On May 5, 1891, Francis Lannoy of Tiffin, Ohio, patented a unique method for producing flashed glassware. The method consisted of joining and causing to adhere the edges of two pieces of glass of different shades, then coating the combined pieces thus made with molten glass, and blowing the mass into its ultimate shape. The line of demarcation betwen the two or more colors was even more apparent in this ware.
Archibald L. Brown of Chicago, Illinois, patented a means for producing "Colored Flashed Ornamental Glass" on June 8, 1897. Brown prepared the glass by grinding away a portion of the surface and then applying a mixture of gutta-percha, gum and coloring matter.
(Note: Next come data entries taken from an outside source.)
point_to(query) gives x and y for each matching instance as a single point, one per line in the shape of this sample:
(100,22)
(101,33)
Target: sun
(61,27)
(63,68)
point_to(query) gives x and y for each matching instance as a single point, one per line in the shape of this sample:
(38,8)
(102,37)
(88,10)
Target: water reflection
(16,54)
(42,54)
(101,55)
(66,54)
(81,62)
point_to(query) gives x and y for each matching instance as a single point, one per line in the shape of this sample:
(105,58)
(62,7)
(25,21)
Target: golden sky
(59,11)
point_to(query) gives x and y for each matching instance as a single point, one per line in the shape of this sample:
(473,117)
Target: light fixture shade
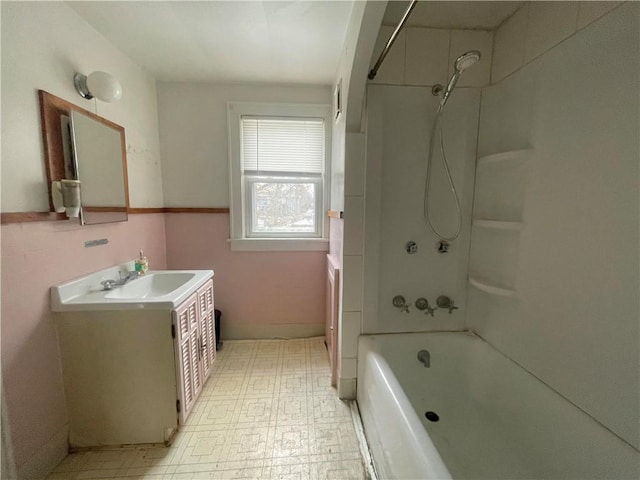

The article was baked in a kiln at a low temperature for several hours to fix the color to the surface of the glass. Brown's patent also contained a new method for grinding away portions of the coloring to produce ornamental designs on the glass.
On September 29, 1891, William Buttler of Washington, Pennsylvania, patented a means for flashing color on pressed and blown glass. The articles to be colored were dipped into a pot of colored glass with a very low melting point they retained their shape throughout the flashing process.


Several patents for producing flashed colored glassware were registered abroad. On May 5, 1814, Joseph Price of Gateshead-on-Tyne, England, patented a means for flashing crystal glass with opal (opaque white) glass. On July 4, 1882, Rice Williams Harris patented a technique for producing flashed glass by blowing crystal glass into a cup of colored glass in which a hole had been opened to allow heat and gases to escape, thereby obviating strains and air bubbles between the layers of the glass. Two patents for flashing color on crystal glass were registered by Fontaine and Cie. of Aachen, Germany, on February 10, 1902, and July 1, 1902.
Both patents provided for the preparation of pressed disks, rings, stars, letters, figures, rosettes, crowns, leaves, and so forth, which were later picked up on a gather of crystal glass and incorporated into the body glass. The Fontaine process assured a uniform color in the finished decoration.
Around 1887 C.F.A. Hinrichs offered the trade imported Bohemian bi-colored (flashed) glassware pattern-molded with "Polka Dot or Bull's Eye patterns" in "Rubena" (shaded crystal to ruby glass), "Rosina" (shaded light to dary ruby glass), and "Blurina" (shaded light blue to ruby glass).